If you have been sexually assaulted or experienced any unwanted sexual contact, it is important for you to know that it was not your fault. In the aftermath, you are likely experiencing a very normal reaction to an abnormal situation. With time, the shock, fear, and confusion may be replaced by any number of emotions and you might find that these disrupt your life. Memories of the assault, or “triggers”, which can cause physical and emotional reactions may come from people, places, smells, or other things knowingly or unknowingly connected with the assault.
Talking about the assault with someone you trust can help you feel better, but it may be really hard to do. It’s common to want to avoid conversations and situations that could remind you of the assault.
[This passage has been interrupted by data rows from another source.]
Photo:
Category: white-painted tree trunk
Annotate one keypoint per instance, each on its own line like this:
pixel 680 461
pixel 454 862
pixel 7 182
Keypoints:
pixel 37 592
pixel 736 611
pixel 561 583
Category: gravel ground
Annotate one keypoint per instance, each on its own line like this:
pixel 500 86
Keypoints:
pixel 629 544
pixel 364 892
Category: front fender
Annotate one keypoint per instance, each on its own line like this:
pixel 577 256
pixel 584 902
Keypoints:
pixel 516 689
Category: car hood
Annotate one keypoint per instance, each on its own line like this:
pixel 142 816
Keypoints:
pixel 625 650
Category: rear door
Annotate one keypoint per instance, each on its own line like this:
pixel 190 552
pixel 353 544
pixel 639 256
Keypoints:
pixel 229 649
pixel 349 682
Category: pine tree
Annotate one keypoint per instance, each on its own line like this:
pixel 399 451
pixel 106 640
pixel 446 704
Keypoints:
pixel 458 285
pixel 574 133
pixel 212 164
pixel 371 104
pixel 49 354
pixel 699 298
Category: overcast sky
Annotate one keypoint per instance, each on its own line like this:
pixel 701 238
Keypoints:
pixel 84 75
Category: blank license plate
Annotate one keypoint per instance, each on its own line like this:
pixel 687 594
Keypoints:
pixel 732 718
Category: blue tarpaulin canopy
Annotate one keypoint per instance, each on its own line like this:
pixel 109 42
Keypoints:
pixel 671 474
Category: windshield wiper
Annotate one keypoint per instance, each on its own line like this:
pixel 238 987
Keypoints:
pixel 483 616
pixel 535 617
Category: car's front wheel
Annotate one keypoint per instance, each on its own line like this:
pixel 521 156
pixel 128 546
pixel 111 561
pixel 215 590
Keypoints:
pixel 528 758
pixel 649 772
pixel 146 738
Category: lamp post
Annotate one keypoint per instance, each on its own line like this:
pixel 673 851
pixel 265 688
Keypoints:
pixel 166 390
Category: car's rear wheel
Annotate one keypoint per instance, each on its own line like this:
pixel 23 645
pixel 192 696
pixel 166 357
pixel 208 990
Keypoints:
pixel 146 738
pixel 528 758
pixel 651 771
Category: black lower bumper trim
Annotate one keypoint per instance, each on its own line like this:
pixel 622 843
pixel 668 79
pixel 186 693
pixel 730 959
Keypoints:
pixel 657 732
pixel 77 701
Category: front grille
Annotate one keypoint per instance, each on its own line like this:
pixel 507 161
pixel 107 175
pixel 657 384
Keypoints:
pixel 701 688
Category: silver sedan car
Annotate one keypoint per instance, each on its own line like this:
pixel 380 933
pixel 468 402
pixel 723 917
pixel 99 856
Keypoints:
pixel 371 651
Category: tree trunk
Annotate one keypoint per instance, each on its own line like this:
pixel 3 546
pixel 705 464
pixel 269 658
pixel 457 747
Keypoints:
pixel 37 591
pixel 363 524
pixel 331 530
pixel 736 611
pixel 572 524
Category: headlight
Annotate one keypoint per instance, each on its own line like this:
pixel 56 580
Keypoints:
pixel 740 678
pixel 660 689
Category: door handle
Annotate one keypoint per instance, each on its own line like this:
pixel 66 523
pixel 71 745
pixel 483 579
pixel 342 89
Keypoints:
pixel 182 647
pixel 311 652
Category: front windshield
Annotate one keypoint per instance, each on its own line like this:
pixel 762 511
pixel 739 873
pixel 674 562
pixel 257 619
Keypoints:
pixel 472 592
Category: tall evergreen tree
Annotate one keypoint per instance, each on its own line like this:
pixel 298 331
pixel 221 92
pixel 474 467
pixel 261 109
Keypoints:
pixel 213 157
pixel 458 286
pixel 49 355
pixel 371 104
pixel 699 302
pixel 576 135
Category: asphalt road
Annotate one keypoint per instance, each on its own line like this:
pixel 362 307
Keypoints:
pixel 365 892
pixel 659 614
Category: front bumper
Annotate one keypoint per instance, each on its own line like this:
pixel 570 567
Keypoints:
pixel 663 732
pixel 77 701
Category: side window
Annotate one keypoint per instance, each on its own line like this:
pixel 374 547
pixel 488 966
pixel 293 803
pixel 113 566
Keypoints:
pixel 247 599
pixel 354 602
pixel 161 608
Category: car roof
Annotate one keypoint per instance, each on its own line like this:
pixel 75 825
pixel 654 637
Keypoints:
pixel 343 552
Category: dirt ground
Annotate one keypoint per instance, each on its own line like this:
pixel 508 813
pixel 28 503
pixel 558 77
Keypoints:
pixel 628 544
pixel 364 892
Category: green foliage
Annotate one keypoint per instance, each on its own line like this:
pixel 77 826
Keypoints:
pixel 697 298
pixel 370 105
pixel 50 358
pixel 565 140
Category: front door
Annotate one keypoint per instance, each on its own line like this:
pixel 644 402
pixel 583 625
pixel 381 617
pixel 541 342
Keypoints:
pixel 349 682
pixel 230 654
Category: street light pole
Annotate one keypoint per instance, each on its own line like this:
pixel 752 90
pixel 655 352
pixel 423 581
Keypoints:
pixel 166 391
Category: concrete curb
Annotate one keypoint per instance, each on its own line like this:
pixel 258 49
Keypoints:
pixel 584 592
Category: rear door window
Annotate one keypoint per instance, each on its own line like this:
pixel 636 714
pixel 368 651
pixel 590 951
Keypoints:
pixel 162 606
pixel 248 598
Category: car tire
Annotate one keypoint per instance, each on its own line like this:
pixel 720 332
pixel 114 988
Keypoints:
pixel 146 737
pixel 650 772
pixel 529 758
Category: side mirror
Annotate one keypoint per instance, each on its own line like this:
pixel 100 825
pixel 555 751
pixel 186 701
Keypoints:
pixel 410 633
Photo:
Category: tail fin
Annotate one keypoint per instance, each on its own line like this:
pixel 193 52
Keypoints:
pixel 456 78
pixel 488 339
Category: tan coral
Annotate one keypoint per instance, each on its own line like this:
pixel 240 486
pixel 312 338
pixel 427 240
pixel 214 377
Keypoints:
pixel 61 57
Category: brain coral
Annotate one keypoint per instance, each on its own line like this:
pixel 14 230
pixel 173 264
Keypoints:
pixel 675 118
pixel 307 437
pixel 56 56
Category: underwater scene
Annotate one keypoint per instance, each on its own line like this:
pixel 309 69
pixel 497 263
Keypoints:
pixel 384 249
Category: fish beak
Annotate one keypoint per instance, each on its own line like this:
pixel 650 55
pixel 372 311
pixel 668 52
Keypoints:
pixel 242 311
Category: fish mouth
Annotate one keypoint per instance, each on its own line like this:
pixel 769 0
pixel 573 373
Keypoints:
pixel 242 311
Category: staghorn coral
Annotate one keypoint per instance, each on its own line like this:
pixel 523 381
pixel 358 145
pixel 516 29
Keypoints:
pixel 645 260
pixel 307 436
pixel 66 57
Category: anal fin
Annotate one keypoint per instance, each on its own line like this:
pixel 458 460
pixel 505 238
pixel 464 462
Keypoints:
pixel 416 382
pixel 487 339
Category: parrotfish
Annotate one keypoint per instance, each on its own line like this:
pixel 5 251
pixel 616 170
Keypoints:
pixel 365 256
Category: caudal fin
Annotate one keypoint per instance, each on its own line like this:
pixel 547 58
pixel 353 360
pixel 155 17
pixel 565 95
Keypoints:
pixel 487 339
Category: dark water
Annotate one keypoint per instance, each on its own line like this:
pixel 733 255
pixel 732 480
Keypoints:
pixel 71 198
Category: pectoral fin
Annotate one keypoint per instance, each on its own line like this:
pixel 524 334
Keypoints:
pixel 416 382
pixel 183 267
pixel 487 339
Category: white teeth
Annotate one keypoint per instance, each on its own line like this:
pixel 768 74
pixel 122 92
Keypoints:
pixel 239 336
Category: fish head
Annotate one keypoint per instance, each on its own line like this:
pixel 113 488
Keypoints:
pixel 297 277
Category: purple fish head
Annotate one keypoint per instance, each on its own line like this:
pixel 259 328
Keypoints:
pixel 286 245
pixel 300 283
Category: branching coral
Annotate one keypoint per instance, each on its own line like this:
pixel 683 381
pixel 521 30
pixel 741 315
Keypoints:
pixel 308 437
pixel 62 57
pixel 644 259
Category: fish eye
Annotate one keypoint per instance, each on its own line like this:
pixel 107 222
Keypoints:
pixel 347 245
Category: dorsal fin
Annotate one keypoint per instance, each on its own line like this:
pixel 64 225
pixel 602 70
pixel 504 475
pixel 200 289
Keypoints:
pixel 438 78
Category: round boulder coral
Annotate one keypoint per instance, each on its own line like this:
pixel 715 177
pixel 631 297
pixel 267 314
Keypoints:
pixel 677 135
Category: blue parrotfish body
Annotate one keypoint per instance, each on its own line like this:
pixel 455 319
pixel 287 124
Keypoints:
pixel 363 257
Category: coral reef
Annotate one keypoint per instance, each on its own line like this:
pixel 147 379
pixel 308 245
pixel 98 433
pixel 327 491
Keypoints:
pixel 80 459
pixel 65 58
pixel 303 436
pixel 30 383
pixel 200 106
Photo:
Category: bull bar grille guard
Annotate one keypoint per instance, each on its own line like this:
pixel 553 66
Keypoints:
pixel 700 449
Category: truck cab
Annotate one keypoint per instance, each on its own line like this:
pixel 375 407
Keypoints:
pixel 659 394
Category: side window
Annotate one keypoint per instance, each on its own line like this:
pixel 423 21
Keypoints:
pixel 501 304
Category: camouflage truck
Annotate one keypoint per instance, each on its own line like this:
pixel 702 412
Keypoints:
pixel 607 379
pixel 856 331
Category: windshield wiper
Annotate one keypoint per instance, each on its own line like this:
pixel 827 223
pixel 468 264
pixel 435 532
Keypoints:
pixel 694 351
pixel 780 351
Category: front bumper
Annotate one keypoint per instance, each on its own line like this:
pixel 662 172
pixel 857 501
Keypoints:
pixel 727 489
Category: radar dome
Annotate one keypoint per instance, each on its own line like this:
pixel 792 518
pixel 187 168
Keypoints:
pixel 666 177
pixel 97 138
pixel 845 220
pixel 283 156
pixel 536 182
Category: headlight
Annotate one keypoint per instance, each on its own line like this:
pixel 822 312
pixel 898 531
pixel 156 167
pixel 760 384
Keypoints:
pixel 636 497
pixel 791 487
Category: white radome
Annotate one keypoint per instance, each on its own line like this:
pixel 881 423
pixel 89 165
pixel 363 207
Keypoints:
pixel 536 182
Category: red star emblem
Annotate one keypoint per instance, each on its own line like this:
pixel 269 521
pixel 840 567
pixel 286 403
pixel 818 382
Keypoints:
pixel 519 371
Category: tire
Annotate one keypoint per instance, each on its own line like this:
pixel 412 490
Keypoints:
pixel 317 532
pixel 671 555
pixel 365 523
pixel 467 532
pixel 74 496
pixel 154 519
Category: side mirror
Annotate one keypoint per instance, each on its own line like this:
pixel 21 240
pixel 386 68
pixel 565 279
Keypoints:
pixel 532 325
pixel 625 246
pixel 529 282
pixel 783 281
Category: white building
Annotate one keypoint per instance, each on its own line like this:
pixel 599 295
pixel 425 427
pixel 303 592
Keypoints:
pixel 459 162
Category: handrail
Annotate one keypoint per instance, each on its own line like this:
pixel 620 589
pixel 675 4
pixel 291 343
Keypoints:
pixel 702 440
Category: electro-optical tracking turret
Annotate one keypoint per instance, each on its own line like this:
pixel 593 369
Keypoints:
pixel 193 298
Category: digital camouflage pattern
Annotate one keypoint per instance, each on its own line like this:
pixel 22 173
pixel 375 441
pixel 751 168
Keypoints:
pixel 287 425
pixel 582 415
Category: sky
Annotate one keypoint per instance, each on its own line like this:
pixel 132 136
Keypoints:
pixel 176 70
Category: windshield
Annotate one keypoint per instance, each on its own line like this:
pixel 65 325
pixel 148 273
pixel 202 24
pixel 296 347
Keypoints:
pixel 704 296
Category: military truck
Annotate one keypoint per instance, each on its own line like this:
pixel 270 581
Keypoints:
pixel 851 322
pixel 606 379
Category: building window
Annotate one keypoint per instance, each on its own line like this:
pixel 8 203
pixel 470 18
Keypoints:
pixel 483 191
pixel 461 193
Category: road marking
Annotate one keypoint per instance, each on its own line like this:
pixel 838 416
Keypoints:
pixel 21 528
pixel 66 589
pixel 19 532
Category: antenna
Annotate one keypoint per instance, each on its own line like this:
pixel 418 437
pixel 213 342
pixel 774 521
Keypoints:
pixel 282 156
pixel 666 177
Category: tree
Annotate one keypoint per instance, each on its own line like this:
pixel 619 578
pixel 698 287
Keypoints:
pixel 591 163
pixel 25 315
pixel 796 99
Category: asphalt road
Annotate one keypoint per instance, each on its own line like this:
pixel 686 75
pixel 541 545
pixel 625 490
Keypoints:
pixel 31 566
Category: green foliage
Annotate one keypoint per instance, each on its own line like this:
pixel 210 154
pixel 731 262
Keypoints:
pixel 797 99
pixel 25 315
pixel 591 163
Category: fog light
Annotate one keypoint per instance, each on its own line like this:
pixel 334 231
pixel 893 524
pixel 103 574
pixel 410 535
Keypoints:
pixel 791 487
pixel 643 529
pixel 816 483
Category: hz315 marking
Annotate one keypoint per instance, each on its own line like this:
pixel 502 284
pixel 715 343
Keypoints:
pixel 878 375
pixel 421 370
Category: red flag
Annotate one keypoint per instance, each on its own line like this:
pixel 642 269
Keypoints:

You may have a sense of wanting to “get on with life”, forget about it, or “let the past be the past.” You may be feeling angry, hurt, alone, or vulnerable. You may be uncertain about what happened or how to define it. There is no correct way to feel. Be compassionate toward yourself and give yourself time to heal.
Healing from sexual assault is a gradual process that is different for everyone and has no set timeframe. There are many resources available to help you process the trauma of what happened on campus and in the community. You may find there are several decisions to be made about what you want to do and who you want to tell. You may find support in talking to a counselor, friend, family member, hotline staff, someone from your place of worship, or someone in your community whom you trust. If you feel like the effects of the assault are becoming invasive, persistent, or interfering with your life, it may be helpful to talk to a licensed mental health professional.